没落令嬢は今日も王太子の溺愛に気づかない~下町の聖女と呼ばれてますが、私はただの鑑定士です!~

着席してからもジェラールはサラに対して冷たい態度を崩さず、会話らしい会話をしなかったというのに、急に話しかけられてサラは驚いていた。
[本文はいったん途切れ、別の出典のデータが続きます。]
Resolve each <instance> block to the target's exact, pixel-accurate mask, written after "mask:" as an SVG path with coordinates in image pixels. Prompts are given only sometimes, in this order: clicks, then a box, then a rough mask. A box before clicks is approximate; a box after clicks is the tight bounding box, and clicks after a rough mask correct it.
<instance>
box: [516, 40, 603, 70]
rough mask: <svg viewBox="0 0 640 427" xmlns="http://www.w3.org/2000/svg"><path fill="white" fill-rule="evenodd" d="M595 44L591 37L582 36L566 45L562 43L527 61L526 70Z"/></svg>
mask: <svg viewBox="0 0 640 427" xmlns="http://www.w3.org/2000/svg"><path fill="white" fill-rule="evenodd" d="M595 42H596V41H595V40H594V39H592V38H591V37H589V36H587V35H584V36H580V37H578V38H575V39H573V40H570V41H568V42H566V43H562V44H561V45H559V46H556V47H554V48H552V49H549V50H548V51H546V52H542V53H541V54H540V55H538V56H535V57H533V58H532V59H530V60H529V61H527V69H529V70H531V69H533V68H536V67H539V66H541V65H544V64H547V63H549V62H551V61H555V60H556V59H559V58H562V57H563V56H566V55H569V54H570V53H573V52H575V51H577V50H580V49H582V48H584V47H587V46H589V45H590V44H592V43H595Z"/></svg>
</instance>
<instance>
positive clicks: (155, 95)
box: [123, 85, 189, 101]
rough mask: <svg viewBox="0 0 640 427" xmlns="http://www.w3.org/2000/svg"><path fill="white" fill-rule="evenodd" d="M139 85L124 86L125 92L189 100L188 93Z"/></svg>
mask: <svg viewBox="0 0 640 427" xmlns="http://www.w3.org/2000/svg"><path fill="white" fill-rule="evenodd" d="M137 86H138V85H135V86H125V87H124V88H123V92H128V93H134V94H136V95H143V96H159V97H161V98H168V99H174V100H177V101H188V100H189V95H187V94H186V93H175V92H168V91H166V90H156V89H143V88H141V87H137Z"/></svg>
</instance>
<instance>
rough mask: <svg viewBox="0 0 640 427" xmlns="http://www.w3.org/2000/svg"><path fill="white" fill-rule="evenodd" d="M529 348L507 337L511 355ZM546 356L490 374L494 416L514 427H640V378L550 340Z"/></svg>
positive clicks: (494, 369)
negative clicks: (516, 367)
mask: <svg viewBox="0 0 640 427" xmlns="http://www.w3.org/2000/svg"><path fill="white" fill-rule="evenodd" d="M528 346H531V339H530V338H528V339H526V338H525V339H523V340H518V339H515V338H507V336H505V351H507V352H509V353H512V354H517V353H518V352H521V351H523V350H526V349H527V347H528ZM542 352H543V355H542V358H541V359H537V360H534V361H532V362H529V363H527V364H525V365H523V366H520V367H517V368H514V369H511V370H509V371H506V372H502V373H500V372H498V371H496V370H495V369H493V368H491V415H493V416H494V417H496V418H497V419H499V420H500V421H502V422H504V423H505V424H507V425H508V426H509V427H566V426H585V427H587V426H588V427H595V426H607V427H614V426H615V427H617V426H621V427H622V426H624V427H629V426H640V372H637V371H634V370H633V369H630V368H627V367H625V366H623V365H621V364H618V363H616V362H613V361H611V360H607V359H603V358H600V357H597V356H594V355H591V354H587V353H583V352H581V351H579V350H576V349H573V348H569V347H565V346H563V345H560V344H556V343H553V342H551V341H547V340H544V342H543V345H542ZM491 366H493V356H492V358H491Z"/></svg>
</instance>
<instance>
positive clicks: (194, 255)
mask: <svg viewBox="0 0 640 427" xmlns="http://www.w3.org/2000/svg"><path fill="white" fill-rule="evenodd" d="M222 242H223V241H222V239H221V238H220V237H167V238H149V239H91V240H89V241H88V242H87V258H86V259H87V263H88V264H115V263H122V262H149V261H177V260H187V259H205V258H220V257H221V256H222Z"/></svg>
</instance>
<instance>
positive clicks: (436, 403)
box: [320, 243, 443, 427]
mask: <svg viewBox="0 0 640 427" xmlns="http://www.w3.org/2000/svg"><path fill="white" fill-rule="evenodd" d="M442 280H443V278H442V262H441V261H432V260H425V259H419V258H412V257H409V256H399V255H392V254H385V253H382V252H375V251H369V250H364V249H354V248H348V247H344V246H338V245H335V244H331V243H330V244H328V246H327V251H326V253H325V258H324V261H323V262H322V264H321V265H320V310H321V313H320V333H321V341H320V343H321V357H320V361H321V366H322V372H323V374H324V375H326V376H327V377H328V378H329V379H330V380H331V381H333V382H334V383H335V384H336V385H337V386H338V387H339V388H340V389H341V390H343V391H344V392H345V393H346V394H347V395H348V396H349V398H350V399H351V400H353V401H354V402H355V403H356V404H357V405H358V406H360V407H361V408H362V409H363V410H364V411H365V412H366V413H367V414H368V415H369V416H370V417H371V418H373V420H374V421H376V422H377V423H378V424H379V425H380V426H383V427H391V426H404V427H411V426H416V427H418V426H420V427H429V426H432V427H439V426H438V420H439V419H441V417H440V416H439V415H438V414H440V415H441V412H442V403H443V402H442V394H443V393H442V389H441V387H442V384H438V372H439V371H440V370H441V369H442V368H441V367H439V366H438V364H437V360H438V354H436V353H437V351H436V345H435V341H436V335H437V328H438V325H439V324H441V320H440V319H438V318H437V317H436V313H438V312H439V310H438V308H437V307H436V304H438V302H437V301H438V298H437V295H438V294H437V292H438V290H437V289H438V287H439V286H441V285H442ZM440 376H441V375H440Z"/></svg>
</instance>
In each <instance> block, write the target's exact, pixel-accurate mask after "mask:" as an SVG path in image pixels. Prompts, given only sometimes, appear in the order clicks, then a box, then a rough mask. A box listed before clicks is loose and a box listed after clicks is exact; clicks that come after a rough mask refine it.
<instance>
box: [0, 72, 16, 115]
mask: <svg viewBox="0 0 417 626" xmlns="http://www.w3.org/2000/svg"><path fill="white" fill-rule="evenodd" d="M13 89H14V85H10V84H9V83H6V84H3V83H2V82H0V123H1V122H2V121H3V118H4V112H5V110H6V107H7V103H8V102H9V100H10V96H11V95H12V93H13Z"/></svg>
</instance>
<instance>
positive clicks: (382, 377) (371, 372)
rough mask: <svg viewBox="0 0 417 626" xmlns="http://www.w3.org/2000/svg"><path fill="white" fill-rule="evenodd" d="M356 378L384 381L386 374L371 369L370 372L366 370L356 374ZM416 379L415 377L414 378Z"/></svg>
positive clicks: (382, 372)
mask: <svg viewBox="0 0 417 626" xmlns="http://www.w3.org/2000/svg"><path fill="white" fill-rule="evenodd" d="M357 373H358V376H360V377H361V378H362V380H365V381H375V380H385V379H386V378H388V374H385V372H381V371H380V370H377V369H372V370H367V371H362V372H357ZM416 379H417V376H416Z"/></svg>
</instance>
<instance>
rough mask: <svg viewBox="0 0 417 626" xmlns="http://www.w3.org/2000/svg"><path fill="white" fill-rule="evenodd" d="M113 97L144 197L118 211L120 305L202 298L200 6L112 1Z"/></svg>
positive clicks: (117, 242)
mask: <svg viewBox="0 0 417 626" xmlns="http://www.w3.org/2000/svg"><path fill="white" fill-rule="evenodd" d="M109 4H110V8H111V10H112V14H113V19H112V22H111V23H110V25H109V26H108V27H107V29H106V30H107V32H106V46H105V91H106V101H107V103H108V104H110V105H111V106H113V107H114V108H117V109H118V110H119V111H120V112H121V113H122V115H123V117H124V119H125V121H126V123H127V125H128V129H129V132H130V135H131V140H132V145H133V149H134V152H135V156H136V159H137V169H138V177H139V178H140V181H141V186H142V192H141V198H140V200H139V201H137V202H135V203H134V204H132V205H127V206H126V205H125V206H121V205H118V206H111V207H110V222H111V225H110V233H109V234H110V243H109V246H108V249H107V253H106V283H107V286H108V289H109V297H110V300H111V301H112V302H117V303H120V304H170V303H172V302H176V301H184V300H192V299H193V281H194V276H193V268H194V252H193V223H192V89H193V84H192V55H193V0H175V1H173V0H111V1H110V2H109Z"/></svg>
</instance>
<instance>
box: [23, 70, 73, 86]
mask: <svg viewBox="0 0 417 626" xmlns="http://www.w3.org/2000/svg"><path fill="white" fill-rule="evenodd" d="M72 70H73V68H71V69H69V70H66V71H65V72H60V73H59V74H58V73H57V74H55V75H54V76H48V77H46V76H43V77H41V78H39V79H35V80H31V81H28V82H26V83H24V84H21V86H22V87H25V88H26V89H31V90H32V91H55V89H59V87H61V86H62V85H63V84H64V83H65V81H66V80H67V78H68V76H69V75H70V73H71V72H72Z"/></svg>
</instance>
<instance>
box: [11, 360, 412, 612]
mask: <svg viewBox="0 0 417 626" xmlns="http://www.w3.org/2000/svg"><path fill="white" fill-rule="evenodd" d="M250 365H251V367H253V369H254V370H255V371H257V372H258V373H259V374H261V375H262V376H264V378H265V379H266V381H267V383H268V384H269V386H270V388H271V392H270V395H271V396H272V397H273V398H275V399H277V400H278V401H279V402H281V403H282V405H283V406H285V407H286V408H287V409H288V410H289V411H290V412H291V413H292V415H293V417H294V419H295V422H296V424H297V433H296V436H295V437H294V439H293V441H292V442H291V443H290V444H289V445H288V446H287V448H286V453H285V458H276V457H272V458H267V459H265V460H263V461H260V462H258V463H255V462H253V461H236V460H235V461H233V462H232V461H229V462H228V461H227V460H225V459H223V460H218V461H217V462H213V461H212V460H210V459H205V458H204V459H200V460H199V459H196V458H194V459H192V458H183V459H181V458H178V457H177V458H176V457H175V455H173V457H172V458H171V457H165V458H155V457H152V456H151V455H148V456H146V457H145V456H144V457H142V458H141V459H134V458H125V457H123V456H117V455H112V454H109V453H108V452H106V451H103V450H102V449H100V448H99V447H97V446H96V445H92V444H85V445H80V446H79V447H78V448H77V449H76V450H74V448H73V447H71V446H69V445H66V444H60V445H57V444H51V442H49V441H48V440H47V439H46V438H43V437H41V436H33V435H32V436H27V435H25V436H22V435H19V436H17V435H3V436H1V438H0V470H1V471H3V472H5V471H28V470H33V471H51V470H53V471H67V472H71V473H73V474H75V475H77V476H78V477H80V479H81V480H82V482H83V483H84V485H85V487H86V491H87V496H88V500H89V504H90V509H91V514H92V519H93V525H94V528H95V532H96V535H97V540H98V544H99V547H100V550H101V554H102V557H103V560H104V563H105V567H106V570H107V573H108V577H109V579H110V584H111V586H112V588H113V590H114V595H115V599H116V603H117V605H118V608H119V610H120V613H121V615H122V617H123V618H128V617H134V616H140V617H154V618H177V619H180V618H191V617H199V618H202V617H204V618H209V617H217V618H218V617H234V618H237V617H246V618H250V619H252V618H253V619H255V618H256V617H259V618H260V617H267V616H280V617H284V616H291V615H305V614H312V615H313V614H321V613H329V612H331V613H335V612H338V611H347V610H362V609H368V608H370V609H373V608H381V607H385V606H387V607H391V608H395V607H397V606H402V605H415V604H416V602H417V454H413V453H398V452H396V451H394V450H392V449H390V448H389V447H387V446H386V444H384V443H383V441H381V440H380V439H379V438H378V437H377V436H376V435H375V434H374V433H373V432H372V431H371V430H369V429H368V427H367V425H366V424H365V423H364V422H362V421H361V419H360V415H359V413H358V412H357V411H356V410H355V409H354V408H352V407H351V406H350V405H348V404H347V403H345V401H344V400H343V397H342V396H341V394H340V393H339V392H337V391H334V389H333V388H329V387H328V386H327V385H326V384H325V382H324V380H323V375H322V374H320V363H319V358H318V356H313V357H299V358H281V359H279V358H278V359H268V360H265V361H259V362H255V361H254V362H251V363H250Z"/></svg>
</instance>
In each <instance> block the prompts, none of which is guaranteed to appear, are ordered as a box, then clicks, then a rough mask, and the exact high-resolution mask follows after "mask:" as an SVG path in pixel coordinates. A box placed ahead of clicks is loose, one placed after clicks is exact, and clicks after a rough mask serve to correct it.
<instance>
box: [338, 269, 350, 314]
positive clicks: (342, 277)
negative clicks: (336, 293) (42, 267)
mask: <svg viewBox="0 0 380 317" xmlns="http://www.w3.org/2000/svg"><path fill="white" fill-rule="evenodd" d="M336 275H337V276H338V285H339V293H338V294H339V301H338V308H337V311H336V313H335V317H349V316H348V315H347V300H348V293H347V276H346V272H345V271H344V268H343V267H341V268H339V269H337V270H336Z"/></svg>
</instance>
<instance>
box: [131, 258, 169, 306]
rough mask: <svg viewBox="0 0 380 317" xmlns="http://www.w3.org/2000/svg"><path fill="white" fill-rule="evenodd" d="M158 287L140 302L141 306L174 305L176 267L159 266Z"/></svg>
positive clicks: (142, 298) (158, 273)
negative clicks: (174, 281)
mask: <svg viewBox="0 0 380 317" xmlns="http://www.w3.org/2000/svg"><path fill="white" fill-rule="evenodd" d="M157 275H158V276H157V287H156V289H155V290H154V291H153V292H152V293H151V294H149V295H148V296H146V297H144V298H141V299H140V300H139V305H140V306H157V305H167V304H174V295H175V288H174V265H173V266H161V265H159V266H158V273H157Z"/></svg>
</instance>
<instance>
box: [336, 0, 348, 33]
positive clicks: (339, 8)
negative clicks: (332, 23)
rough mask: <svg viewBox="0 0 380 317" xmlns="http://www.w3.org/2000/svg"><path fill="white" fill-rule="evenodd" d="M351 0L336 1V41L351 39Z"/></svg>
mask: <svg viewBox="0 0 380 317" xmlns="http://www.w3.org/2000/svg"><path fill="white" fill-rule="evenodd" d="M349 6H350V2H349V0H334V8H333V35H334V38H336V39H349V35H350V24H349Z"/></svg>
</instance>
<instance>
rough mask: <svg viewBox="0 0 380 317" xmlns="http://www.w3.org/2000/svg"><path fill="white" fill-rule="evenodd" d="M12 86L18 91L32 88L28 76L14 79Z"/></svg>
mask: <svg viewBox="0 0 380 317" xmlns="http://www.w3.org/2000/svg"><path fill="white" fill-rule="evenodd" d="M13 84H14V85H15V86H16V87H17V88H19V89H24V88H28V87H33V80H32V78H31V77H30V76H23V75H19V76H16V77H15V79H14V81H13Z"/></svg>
紳士的に微笑みかけるジェラールになにかを期待して、サラの口角も上がる。

「前菜のお味はいかがでしょう?」

「はい、美味しいです」

「どれくらい?」

「食べたことがないほど美味しいですわ」

誘導尋問に引っかかったサラが「あっ」と口元を押さえたが、もう遅い。

ジェラールが大袈裟なほど爽やかな笑顔を作って周囲に聞こえるように言う。

「あなたも前菜に感動しているのですね。オデットと同じです。それとひとつ、注意させてもらうと、お使いのフォークは前菜用ではありませんよ」

アンダープレートの左右には何本ものカトラリーが並べられており、サラが前菜に使ってしまったのは魚料理用のフォークであった。

恥をかいて赤くなるサラを周囲の貴族たちがどっと笑ったが、インペラ宰相が不機嫌そうに咳払いをしたためすぐに静まった。

最初にオデットをおとしめたのは宰相なのに、サラをかばって文句をつける。